Thursday, August 06, 2020

Living in a tube on the Moon or Mars

Some interesting talk here of the size of lava tubes on the Moon and Mars, and their likely safety for a base:
The international journal Earth-Science Reviews published a paper offering an overview of lava tubes (pyroducts) on Earth, eventually providing an estimate of the (greater) size of their lunar and Martian counterparts....

"We measured the size and gathered the morphology of lunar and Martian collapse chains (collapsed lava tubes), using digital terrain models (DTMs), which we obtained through satellite stereoscopic images and laser altimetry taken by interplanetary probes," reminds Riccardo Pozzobon. "We then compared these data to topographic studies about similar collapse chains on the Earth's surface and to laser scans of the inside of lava tubes in Lanzarote and the Galapagos. These data allowed to establish a restriction to the relationship between collapse chains and subsurface cavities that are still intact."

Researchers found that Martian and lunar tubes are respectively 100 and 1,000 times wider than those on Earth, which typically have a diameter of 10 to 30 meters. Lower gravity and its effect on volcanism explain these outstanding dimensions (with total volumes exceeding 1 billion of cubic meters on the Moon).
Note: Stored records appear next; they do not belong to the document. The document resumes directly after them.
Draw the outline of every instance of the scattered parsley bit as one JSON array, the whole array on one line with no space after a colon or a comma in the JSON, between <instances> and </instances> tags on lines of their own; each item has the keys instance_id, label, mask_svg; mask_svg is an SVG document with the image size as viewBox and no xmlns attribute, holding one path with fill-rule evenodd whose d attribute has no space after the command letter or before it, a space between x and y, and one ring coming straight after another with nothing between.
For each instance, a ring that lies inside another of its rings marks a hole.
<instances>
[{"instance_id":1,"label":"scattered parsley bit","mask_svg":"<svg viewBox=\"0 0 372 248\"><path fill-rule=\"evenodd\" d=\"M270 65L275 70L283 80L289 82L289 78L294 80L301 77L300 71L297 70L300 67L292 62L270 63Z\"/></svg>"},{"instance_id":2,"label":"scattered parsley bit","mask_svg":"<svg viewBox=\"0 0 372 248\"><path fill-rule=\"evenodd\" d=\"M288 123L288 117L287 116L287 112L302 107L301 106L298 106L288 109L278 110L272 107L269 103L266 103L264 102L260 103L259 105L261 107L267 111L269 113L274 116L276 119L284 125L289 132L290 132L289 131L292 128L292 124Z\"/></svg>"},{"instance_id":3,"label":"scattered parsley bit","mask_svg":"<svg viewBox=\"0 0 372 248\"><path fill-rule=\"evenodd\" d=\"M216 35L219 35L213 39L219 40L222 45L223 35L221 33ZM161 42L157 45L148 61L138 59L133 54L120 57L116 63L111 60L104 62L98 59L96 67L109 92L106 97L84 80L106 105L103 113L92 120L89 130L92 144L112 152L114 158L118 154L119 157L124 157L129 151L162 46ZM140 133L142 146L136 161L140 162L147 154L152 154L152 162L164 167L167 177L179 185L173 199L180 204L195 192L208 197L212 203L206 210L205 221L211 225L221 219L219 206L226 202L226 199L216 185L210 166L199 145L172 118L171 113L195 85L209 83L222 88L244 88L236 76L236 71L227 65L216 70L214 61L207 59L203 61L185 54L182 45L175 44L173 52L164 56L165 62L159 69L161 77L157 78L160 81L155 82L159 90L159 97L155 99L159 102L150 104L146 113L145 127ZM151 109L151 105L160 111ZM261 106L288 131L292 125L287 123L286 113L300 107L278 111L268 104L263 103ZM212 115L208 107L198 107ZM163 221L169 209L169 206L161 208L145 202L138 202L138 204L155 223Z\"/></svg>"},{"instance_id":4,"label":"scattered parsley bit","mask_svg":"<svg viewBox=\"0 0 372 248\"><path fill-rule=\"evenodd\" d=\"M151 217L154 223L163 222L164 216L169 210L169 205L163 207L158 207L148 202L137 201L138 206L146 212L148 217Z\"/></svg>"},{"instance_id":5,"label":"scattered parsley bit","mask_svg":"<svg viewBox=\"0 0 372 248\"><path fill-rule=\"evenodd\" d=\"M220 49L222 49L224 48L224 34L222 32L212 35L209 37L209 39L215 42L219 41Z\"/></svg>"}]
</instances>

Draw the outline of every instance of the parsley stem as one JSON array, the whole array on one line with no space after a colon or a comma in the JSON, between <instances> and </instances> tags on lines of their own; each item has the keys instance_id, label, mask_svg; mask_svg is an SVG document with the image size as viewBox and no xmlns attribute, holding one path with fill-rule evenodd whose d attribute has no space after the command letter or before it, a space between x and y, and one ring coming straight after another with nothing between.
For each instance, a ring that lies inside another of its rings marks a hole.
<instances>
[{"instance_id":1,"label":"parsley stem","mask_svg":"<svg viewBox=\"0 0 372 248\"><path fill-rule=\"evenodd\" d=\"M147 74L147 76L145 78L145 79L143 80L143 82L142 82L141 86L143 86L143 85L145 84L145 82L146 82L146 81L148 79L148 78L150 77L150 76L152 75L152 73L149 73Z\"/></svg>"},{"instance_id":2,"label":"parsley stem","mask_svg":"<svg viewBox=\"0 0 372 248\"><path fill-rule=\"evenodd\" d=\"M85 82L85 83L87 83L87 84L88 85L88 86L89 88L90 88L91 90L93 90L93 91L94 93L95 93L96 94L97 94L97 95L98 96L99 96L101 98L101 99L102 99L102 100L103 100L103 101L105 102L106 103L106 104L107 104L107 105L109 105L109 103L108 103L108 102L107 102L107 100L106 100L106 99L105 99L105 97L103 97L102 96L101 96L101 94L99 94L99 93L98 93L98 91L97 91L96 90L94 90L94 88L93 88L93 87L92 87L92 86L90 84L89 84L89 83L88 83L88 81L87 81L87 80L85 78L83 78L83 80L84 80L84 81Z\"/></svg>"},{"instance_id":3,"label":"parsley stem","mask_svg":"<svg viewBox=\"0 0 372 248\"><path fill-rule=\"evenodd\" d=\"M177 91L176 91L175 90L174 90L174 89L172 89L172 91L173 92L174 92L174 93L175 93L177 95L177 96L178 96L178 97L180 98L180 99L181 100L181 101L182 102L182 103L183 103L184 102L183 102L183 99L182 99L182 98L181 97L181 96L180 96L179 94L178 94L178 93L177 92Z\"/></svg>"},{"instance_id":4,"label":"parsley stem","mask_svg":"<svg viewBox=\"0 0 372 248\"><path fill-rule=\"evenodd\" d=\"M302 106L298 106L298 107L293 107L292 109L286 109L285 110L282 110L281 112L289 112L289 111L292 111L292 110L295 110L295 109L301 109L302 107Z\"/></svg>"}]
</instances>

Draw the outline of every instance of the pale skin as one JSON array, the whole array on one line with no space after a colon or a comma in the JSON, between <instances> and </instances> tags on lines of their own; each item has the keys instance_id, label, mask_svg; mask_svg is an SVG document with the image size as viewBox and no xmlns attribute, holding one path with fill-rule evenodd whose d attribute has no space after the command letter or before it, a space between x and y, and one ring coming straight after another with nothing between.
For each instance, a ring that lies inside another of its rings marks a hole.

Riccardo Pozzobon adds: "Tubes as wide as these can be longer than 40 kilometers, making the Moon an extraordinary target for subsurface exploration and potential settlement in the wide protected and stable environments of lava tubes. The latter are so big they can contain Padua's entire city center."

"What is most important is that, despite the impressive dimension of the lunar tubes, they remain well within the roof stability threshold because of a lower gravitational attraction," explains Matteo Massironi, who is professor of Structural and Planetary Geology at the Department of Geosciences of the University of Padua. "This means that the majority of lava tubes underneath the maria smooth plains are intact. The collapse chains we observed might have been caused by asteroids piercing the tube walls. This is what the collapse chains in Marius Hills seem to suggest. From the latter, we can get access to these huge underground cavities."

Francesco Sauro concludes: "Lava tubes could provide stable shields from cosmic and solar radiation and micrometeorite impacts which are often happening on the surfaces of planetary bodies. Moreover, they have great potential for providing an environment in which temperatures do not vary from day- to night-time.

4 comments:

GMB said...

Add a photo so we can see what these losers are calling "lava tubes". They may be talking about the glass and metal farms that an earlier civilisation had up there. They are in a state of grave disrepair sure. But their purpose is unmistakeable. Being as if we were to go to Mars we would have to reconstitute the exact same arrangement to house our agriculture.

GMB said...

The Mars structures that I am talking about are only two lanes wide. I can see from what these guys are saying, they aren't talking about anything like that where the moon is concerned. Sure. You need to get underground real fast if you are on the moon. They are tripping if they think they are going to have surface buildings.

GMB said...

You see the problem we have here. You can get nowhere until you are dug in so deep that night and day temperatures don't change, and you'll need a whole series of air-locks between underground rooms until you get to the centre which should be as high in oxygen and air pressure as is healthy. You'll need pumps going all the time. And on top of that you'll need to be picking up so much electrical energy from the solar wind. Huge investment.

Still once you get that full-blown economy up there you do have a lot of advantages. Less gravity and unlimited electrical energy.

One thing people aren't taking into account; They think now that they can source water from the moon and Mars. Well they are right. But the water is high in deuterium and so people will get tired, then sick then dead if they try to live on it. So you need to build up huge amounts of water stocks, sourced from earth before setting up there. Later because energy is so cheap you might have a system for deuterium depleted water. But its not going to be easy at first.

GMB said...

Think about these ridiculous projects in the presence of peak oil. We just have to get used to the idea that the space program has to be largely put on hold for a century. Whereas wharf-building, canal-building, and improving rail has to be lifted from the past and given a rocket up its butt.